Creating a Neural Network from Scratch in Python

This is the first article in the series of articles on "Creating a Neural Network From Scratch in Python".

Introduction

Have you ever wondered how chatbots like Siri, Alexa, and Cortona are able to respond to user queries? Or how the autonomous cars are able to drive themselves without any human help? All of these fancy products have one thing in common: Artificial Intelligence (AI). It is the AI which enables them to perform such tasks without being supervised or controlled by a human. But the question remains: "What is AI?" A simple answer to this question is: "AI is a combination of complex algorithms from the various mathematical domains such as Algebra, Calculus, and Probability and Statistics."

In this article, we will study a simple artificial neural network, which is one of the main building block of artificial intelligence.

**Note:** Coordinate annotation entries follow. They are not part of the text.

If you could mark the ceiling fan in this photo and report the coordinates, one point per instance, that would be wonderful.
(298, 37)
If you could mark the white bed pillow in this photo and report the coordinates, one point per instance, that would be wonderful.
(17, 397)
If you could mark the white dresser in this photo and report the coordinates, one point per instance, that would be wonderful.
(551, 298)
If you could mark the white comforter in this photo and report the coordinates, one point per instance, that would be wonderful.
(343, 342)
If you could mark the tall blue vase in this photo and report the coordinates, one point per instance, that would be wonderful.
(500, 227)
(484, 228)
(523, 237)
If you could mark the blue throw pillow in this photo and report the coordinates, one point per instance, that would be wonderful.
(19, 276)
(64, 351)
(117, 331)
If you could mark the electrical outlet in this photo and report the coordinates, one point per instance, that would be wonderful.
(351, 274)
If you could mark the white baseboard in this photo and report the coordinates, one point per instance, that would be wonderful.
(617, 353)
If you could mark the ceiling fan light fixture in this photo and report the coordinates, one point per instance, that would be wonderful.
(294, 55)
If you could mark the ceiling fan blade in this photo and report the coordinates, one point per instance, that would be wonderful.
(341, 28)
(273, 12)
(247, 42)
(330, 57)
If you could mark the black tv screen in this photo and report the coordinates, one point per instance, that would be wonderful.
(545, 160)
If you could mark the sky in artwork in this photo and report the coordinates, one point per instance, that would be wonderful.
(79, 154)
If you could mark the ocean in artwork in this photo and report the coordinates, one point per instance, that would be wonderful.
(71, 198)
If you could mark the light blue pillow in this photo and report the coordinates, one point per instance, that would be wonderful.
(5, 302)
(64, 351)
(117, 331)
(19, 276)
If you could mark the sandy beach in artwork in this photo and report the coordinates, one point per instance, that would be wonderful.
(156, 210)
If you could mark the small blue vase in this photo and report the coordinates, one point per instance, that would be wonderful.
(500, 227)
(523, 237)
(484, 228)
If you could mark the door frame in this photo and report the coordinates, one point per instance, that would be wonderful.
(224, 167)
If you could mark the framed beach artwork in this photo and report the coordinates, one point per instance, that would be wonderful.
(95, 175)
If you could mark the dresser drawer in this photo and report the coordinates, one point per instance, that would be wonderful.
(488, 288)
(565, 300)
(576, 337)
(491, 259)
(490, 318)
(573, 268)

Different variants of an Artificial Neural Network exists, dedicated to solving a particular problem. For instance Convolutional Neural Networks are commonly used for Image Recognition problems while Recurrent Neural Networks are used to solve sequence problems.

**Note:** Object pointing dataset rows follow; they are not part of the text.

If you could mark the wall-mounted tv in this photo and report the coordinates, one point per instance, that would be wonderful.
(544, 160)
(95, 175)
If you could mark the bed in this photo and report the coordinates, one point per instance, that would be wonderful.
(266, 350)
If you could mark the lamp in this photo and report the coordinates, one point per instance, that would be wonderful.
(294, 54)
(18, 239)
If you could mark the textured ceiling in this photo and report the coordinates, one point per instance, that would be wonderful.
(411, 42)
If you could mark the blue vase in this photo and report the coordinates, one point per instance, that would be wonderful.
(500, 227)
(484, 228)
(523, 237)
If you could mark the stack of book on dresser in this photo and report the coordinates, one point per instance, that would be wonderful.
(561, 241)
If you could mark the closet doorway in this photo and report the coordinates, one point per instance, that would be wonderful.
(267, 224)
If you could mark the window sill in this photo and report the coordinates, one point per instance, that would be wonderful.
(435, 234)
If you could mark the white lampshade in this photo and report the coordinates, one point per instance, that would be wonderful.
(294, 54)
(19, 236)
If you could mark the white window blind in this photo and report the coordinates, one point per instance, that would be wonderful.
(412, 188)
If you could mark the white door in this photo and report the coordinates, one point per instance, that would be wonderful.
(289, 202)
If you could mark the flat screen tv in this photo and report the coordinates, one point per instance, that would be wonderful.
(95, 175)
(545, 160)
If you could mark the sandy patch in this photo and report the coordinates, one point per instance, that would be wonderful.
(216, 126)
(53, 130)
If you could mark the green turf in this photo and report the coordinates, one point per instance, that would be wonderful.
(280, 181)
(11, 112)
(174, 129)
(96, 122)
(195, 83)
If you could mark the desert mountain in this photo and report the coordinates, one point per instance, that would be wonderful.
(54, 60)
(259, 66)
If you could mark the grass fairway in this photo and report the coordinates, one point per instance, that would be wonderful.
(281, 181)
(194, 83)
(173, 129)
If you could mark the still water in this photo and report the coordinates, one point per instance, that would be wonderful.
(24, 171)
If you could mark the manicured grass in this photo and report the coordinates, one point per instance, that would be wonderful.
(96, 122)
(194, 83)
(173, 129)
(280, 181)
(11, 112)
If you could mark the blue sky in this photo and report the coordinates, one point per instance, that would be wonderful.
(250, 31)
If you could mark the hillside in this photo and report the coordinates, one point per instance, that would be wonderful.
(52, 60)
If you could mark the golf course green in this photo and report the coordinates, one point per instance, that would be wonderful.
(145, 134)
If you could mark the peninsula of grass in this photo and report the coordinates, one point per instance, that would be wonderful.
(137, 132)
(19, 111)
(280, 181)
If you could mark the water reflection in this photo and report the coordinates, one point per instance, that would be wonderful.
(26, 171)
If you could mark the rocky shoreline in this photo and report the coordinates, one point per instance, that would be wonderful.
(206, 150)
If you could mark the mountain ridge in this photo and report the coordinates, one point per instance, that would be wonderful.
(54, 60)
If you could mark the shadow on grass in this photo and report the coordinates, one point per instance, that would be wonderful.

There are many deep learning libraries that can be used to create a neural network in a single line of code. However, if you really want to understand the in-depth working of a neural network, I suggest you learn how to code it from scratch in any programming language. Performing this exercise will really clear up many of the concepts for you. And this is exactly what we will do in this article.

The Problem

Since this is an introductory article, the problem that we are going to solve is pretty simple. Suppose we have some information about obesity, smoking habits, and exercise habits of five people. We also know whether these people are diabetic or not. Our dataset looks like this:

Person Smoking Obesity Exercise Diabetic
Person 1 0 1 0 1
Person 2 0 0 1 0
Person 3 1 0 0 0
Person 4 1 1 0 1
Person 5 1 1 1 1

In the above table, we have five columns: Person, Smoking, Obesity, Exercise, and Diabetic. Here 1 refers to true and 0 refers to false. For instance, the first person has values of 0, 1, 0 which means that the person doesn't smoke, is obese, and doesn't exercise. The person is also diabetic.

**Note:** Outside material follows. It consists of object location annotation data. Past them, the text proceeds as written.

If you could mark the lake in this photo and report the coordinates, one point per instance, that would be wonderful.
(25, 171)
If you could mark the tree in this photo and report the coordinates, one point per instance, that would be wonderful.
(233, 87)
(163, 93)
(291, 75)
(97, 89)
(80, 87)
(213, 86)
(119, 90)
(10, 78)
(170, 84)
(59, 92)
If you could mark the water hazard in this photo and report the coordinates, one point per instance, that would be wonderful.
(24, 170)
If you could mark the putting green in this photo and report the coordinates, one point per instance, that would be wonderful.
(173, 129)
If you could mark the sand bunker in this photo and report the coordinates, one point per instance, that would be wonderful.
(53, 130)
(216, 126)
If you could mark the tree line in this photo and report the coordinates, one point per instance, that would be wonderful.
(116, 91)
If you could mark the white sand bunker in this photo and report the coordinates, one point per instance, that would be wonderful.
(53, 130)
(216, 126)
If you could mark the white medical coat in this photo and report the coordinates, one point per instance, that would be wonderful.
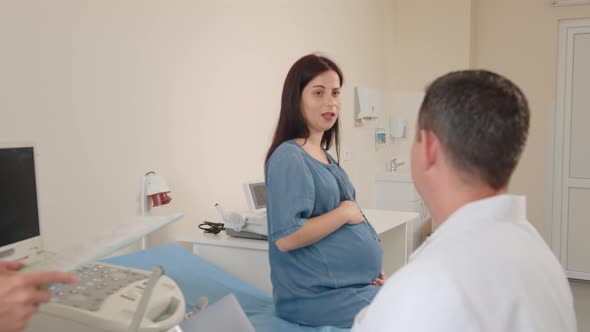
(485, 269)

It is clearly evident from the dataset that a person's obesity is indicative of him being diabetic. Our task is to create a neural network that is able to predict whether an unknown person is diabetic or not given data about his exercise habits, obesity, and smoking habits. This is a type of supervised learning problem where we are given inputs and corresponding correct outputs and our task is to find the mapping between the inputs and the outputs.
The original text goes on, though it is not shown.